The only force powerful enough to deny a Master of the Universe a co-op? The super, man.
Facing a co-op board is a tense situation for people who are used to being top dog, a time when their job, portfolio, bichon frise, and trophy wife will be examined, judged, and quite possibly found wanting. Worst of all, a snub might not even come from a fellow Master of the Universe. As Hall Willkie of Brown Harris Stevens explains, “Being rude to a super or a doorman can be the kiss of death.”
While the guy who fixes the sink might not seem important, giving him attitude could cost you that gorgeous classic six. “Word can get back if you’re obnoxious to the concierge or the super,” says Jane Bayard of Ashforth Warburg. “They have feelings and they have the ears of the proper people.” It’s not that the board seeks out the super’s opinion necessarily, says Gumley Haft Kleier president Michele Kleier, but “if he’s well-liked and he’s been there for a while, he certainly has some influence on what the board members think.”
In other words, being able to buy and sell anyone in the lobby doesn’t mean you should act like you might. Willkie tries to gently impress on clients that “their dealings should be polite and professional, because it’s a reflection on them to the board.” And they should not, as Bayard puts it, think they can “say anything to the unimportant person.”
Bayard represented one couple that was in contract to buy an apartment but wound up being deep-sixed after they just couldn’t hold back from visiting the place repeatedly. “People don’t understand the repercussions of being a nuisance,” she says. “If any privilege is abused before approval, the board will probably hear about it.”
Kleier agrees that serial visits are a common screw-up: One of her clients went back to visit an apartment sixteen times. But the coup de grâce might have been when that client told the super, “This is the ugliest lobby I’ve seen on Park Avenue. I really hope that they’re going to redecorate it.” The super just happened to mention that to the board member who’d redecorated the lobby a year before. He didn’t get in.
LISSA TOWNSEND RODGERS
Divorce, Hotelier Style
Schrager Checks In
Ian Schrager has been scoping out real estate beyond Astor Place, and this time it’s not for one of his minimalist hotels. The master hotelier ponied up $5.4 million for an eight-room, 2,800-square-foot apartment at 101 Central Park West for his estranged wife, Rita Norona, and their two daughters. (William B. May’s Roger Erickson was the broker.) Even though Harrison Ford is a neighbor, “the apartment is not spectacular,” says one broker who’s been there, “but it has four rooms facing the park, so it gets a lot of light.” Still, she’ll be better off than some of the guests at her ex’s new Astor Place hotel, which will include Japanese-commuter-hotel, bunk-bed-style compartment-rooms. Schrager’s only worry: the co-op board. “This building is far more restrictive than most on the Upper West Side,” the broker says. Hey, it wasn’t easy to get into Studio 54, either. Schrager had no comment.
5 East 22nd Street
3-bed, 2.5-bath, 2,000-square-foot condo. Ask: $2.5 million. Sell: $2.4 million. Charges and taxes: $1,904. One day on the market.
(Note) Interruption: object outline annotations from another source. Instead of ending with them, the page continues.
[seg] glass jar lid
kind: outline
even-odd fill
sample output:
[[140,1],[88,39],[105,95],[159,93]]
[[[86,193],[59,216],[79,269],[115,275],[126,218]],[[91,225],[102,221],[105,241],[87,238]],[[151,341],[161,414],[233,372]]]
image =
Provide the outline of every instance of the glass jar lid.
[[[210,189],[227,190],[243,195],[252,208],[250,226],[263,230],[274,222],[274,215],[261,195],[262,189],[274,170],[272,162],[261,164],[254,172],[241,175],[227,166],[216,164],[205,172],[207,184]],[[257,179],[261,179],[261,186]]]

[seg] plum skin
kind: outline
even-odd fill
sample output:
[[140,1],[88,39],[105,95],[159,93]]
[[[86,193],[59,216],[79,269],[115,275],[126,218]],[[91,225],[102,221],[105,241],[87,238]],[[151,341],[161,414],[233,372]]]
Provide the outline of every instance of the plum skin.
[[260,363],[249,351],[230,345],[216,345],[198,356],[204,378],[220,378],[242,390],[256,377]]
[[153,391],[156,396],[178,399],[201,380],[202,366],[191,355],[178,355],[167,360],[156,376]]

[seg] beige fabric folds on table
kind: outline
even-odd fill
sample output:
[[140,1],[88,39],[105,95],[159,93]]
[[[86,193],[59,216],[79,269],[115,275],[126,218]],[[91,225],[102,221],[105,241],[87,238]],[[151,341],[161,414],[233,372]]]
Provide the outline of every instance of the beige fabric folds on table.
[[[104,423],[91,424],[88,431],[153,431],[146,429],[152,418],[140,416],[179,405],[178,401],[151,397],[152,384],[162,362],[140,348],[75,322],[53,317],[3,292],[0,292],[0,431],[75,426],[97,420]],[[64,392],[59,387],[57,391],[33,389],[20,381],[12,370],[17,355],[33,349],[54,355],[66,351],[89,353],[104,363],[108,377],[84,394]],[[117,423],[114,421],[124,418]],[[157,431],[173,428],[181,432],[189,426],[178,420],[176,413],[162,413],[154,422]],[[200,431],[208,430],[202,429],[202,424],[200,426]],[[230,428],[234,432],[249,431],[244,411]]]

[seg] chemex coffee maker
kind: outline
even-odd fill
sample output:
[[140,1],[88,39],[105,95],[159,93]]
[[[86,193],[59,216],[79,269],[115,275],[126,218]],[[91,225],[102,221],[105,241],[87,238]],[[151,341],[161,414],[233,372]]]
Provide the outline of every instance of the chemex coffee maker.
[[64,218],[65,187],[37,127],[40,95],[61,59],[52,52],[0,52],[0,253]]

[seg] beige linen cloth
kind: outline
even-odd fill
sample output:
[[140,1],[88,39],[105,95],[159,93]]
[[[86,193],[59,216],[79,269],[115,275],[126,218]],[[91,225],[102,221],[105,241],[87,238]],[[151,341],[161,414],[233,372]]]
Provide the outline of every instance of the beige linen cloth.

On the very few days this California-based bank president is actually in New York, “views are his thing,” says Gloria Sokolin of Fox Residential Group, who, with her partner, Judy Woodfin, has sold him three city pads. The other two are in the Evans Tower on East 84th Street. He bought this one, with views of the Empire State and Chrysler Buildings, to reduce his in-town commute: “He’s on the board of a major dance company and figured that since he spends all his time after work downtown, he might as well live there.”
59 West 12th Street
1-bed, 1-bath, 900-square-foot condo. Ask: $1.2 million. Sell: $1.4 million. Charges and taxes: $1,317. Three weeks on market.
Remember when $530,000 was big money downtown? Back in 1988, Douglas Elliman’s Ogden Starr decided not to show this place to a then-client, longtime Calvin Klein creative director Zack Carr, because he “said he wanted two bedrooms.” Oops: Carr ended up seeing the place through another broker, fell in love, and bought it for what was “a lot of money for those days.” Starr was recently vindicated: When the place came on the market this past January (following Carr’s death in December), a client offered $1.4 million to win it in a bidding war.